Calzaturiero in Veneto, calano le imprese ma l'export limita i danni

VENEZIA. L'anno in chiaroscuro per il comparto calzaturiero italiano, con segno più nell'export, ma segno negativo nella produzione, non fa eccezione nel Veneto: nel 2019 - rispetto all'anno precedente - le imprese (calzaturifici e produttori di parti di calzature) sono calate del -2,8%, attestandosi a 1214, mentre gli addetti sono cresciuti dello +0,6% pari a 83 unità.
Sul fronte dell'export nei primi 9 mesi del 2019 il Veneto ha registrato una flessione del -0.9%; le prime tre destinazioni per le esportazioni sono Francia (+6,1%), Germania (-6,3%) e Regno Unito (+7,5%).

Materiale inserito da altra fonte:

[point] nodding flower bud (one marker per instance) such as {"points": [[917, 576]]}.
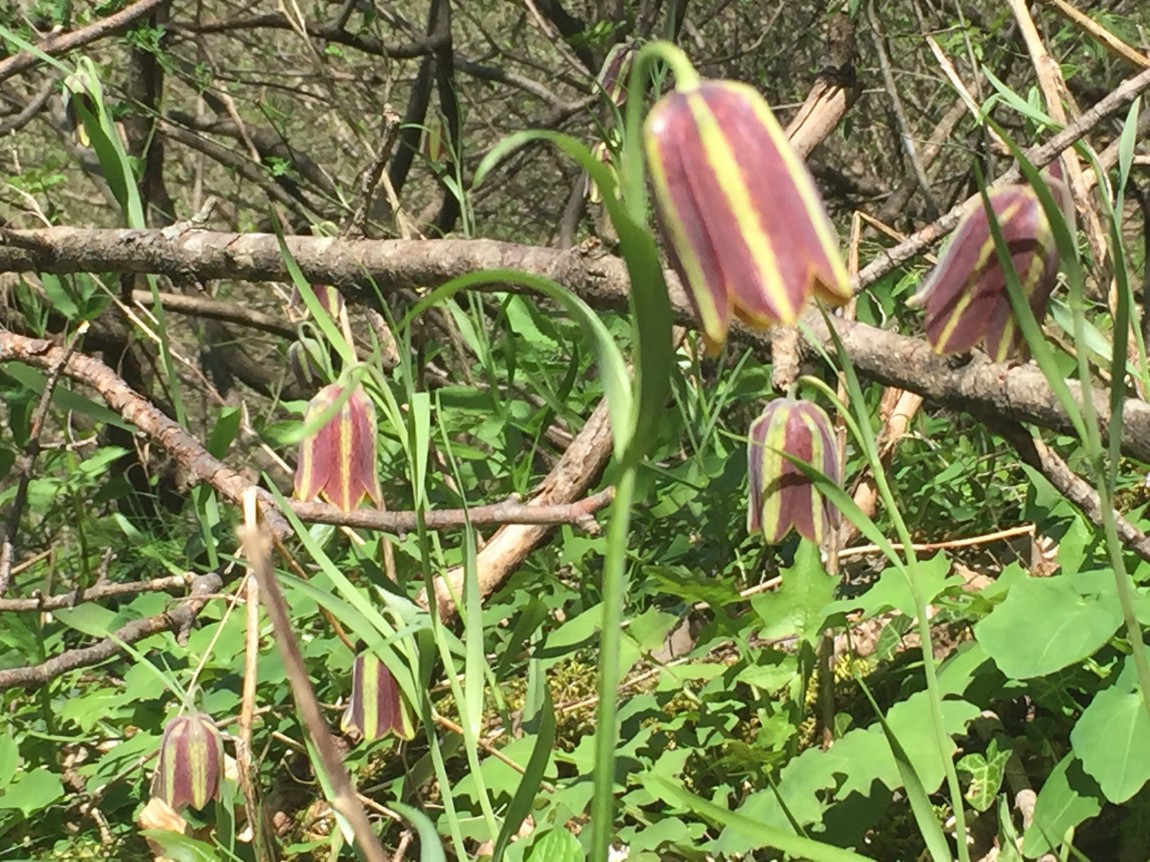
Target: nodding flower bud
{"points": [[337, 461], [376, 707], [965, 297], [783, 498], [744, 224], [615, 72], [191, 762]]}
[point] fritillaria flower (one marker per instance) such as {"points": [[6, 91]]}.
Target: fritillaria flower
{"points": [[191, 762], [376, 707], [965, 297], [783, 498], [337, 461], [745, 226]]}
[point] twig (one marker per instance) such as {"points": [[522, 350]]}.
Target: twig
{"points": [[1039, 156], [1035, 453], [257, 548], [1116, 46], [96, 593], [177, 620], [357, 226], [27, 460], [62, 43], [901, 121]]}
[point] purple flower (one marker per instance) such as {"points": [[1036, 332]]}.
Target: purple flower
{"points": [[783, 498], [745, 226]]}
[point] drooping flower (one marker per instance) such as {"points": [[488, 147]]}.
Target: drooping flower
{"points": [[376, 706], [337, 461], [745, 226], [783, 498], [191, 762], [965, 295]]}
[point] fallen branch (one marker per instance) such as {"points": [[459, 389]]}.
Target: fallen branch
{"points": [[177, 620]]}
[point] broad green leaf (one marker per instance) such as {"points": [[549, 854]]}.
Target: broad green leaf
{"points": [[182, 848], [1112, 740], [1067, 798], [918, 794], [556, 845], [430, 846], [1044, 625], [764, 836]]}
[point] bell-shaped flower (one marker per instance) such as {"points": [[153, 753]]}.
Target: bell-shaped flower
{"points": [[337, 460], [965, 297], [783, 498], [744, 224], [376, 707], [191, 762]]}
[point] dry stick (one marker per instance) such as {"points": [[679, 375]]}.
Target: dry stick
{"points": [[62, 43], [96, 593], [1050, 82], [1116, 46], [904, 127], [204, 468], [27, 461], [257, 543], [1040, 156], [177, 620], [978, 386], [1034, 452]]}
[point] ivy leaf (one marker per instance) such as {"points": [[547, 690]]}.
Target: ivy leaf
{"points": [[986, 774], [557, 845]]}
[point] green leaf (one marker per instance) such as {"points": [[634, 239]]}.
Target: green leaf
{"points": [[556, 845], [798, 607], [430, 846], [1044, 625], [1112, 739], [987, 772], [917, 792], [181, 848], [765, 836], [1070, 797], [31, 791]]}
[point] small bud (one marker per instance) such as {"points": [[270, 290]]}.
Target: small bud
{"points": [[615, 72], [745, 226], [191, 762], [965, 297], [602, 152], [376, 707], [337, 461], [783, 497]]}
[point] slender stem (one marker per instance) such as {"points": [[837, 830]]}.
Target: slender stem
{"points": [[928, 661], [1125, 594], [603, 803]]}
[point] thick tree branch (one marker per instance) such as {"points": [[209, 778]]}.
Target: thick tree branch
{"points": [[980, 386], [62, 43], [205, 468], [177, 620]]}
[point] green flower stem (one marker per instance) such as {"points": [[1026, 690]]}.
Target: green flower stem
{"points": [[927, 646], [634, 178], [611, 635]]}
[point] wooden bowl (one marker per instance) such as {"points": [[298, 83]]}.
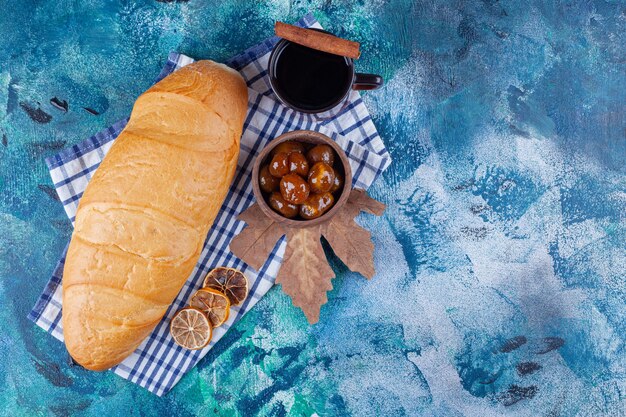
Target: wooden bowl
{"points": [[304, 136]]}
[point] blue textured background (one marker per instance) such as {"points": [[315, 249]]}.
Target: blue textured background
{"points": [[502, 256]]}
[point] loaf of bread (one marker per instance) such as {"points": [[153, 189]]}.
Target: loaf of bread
{"points": [[143, 219]]}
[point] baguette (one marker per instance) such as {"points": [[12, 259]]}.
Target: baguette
{"points": [[143, 219]]}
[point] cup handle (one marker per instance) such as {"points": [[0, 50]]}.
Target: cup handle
{"points": [[367, 81]]}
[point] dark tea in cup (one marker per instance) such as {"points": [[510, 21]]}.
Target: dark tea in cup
{"points": [[313, 81]]}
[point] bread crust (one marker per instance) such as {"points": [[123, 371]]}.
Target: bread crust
{"points": [[143, 218]]}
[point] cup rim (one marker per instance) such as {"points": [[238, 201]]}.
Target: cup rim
{"points": [[309, 136], [280, 45]]}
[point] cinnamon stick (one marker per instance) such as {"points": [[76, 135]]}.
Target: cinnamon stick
{"points": [[317, 40]]}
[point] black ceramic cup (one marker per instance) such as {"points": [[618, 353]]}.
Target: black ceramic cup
{"points": [[312, 81]]}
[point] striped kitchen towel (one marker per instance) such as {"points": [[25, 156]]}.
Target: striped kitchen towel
{"points": [[158, 363]]}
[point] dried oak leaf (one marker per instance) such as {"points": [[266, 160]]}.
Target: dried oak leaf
{"points": [[350, 242], [255, 243], [305, 274]]}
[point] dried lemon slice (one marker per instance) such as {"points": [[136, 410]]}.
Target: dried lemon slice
{"points": [[229, 281], [213, 303], [191, 328]]}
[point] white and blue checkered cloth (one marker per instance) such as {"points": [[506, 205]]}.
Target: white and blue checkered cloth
{"points": [[158, 363]]}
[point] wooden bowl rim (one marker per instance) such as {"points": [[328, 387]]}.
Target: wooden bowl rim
{"points": [[308, 136]]}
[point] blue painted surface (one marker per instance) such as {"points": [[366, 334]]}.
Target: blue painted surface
{"points": [[502, 256]]}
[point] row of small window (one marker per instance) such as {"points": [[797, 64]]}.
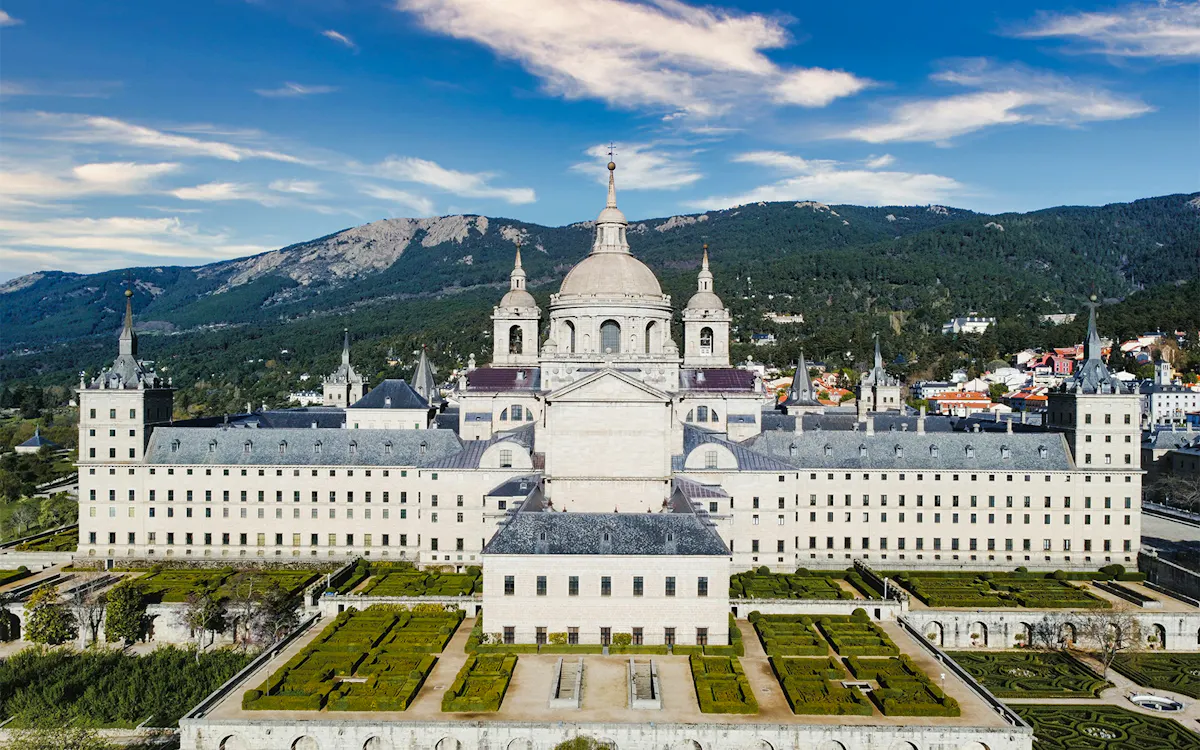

La fotografia del settore emerge dal report elaborato dal Centro Studi Confindustria Moda per Assocalzaturifici, illustrato oggi agli operatori in occasione della presentazione di Micam. «Il record delle esportazioni, che hanno superato i 10 miliardi di euro a valore grazie al traino delle griffe del lusso - commenta Siro Badon, presidente di Assocalzaturifici, illustrando il quadro nazionale - viene smorzato dalle flessioni in volume di export e produzione, che equivalgono di fatto ad un calo della manodopera, in presenza di un mercato interno in piena fase recessiva». «In questa congiuntura non facile - aggiunge Badon - il nostro comparto deve puntare sull'innovazione tecnologica e sulla formazione di nuove figure professionali per gestire il ricambio generazionale. Sono questi i driver per migliorare le performance di un settore che con 75.000 addetti, un attivo del saldo che sfiora i 5 miliardi di euro e una produzione pari a 8 miliardi, è assolutamente rilevante per l'economia nazionale».